L’emergenza Coronavirus in Italia “è stata sottovaluta” e i numeri corretti sui contagiati sono “purtroppo molto più alti di quelli che vengono diffusi e riguardano semplicemente i casi emersi”. È l’allarme che lancia il professore Andrea Crisanti, Direttore dell’Unità complessa diagnostica di Microbiologia a Padova e docente di Virologia all’Imperial College di Londra.

Crisanti da tempo sostiene, così come il governatore del Veneto Luca Zaia, la necessità di effettuare i tamponi per il Covid-19 anche ai malati asintomatici, partendo da tutti coloro che sono più a rischio di contagio. Per Crisanti, intervistato dal Corriere della Sera, “in Lombardia i malati saranno almeno 250mila, 150mila sintomatici e 100 mila asintomatici, in Italia ne calcolo 450mila… altro che 60mila”.

Crisanti non manca di accusare la Cina. Per il professore infatti Pechino ha mentito sui numeri del contagio: “Due sono i dati da considerare: quello della Cina e quello registrato a Vo’ Euganeo, dove è stata fatta per la prima volta al mondo un’indagine epidemiologica su un’intera popolazione. Questi numeri sono simili e ci dicono che il tasso di letalità è sotto il 2%, considerando tutto si arriva all’1,5%, e che la percentuale di asintomatici che contagiano è altissima (40%). Cosa sulla quale la Cina ha però mentito, evitando di considerarli nelle statistiche”.
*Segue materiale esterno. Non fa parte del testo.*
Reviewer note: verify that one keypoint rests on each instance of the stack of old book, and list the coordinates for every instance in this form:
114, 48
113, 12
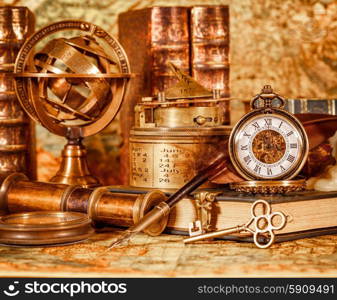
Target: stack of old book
195, 39
308, 213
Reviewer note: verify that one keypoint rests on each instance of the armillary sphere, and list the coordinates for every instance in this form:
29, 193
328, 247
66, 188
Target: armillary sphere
71, 77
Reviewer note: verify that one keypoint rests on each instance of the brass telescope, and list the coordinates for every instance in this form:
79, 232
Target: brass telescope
18, 194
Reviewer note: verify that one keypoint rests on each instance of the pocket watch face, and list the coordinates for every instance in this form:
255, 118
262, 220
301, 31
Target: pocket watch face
268, 146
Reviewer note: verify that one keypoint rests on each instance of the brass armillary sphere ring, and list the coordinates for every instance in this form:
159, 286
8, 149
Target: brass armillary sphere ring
76, 82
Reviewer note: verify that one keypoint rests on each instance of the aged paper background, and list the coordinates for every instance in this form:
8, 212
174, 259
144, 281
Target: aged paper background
290, 44
167, 256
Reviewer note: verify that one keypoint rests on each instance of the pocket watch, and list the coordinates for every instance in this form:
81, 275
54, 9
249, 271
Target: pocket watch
268, 146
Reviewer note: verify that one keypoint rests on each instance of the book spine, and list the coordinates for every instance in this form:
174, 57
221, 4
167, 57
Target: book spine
209, 29
169, 38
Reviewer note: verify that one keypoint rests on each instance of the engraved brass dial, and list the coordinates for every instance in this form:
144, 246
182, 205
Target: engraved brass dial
268, 143
269, 146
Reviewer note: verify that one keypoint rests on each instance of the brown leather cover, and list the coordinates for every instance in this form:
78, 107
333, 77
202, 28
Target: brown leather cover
210, 48
17, 149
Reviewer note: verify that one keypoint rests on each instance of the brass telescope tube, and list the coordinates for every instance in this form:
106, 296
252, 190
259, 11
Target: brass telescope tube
18, 194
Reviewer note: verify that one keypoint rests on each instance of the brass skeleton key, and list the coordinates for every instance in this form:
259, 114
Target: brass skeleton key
263, 226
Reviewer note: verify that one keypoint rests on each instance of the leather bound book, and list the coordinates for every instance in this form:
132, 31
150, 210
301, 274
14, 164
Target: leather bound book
315, 106
151, 38
209, 29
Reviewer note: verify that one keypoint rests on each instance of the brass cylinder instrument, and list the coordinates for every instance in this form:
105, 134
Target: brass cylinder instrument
18, 194
17, 149
175, 134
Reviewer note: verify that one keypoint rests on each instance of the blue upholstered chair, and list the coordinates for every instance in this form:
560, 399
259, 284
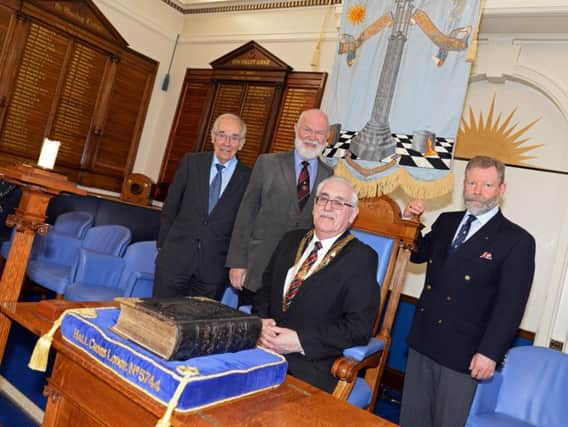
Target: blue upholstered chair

Ma il Direttore dell’Unità complessa diagnostica di Microbiologia a Padova smonta anche alcune leggende metropolitane, come l’esistenza di un ceppo di Covid-19 lombardo più aggressivo di quello cinese o veneto. “Non ci sono evidenze che il virus della Lombardia sia diverso da quello veneto. E dunque si deve ragionare su quelle percentuali. E il fatto che il tasso di letalità in Veneto (3,4%, ndr) sia decisamente inferiore a quello lombardo (oltre il 13%, ndr) si spiega con il maggior numero di tamponi fatti che ha portato a dei risultati concreti”.

Per Crisanti la ricetta adeguata per fronteggiare l’emergenza era chiara: “Mettere tutte le risorse possibili sui focali iniziali, come hanno fatto in Giappone, Corea e Taiwan”. Invece, ricorda il professore, fino a pochi giorni fa “c’erano industrie attive con migliaia di dipendenti, penso soprattutto a Bergamo, per produrre beni peraltro non necessari. Abbiamo voluto difendere il Paese dei balocchi e l’economia anche di fronte alla morte”. Da Crisanti quindi arriva una bocciatura totale della risposta italiana al Covid-19: “Questo è un fallimento della classe dirigente del Paese. Troppi morti”, ammette Crisanti.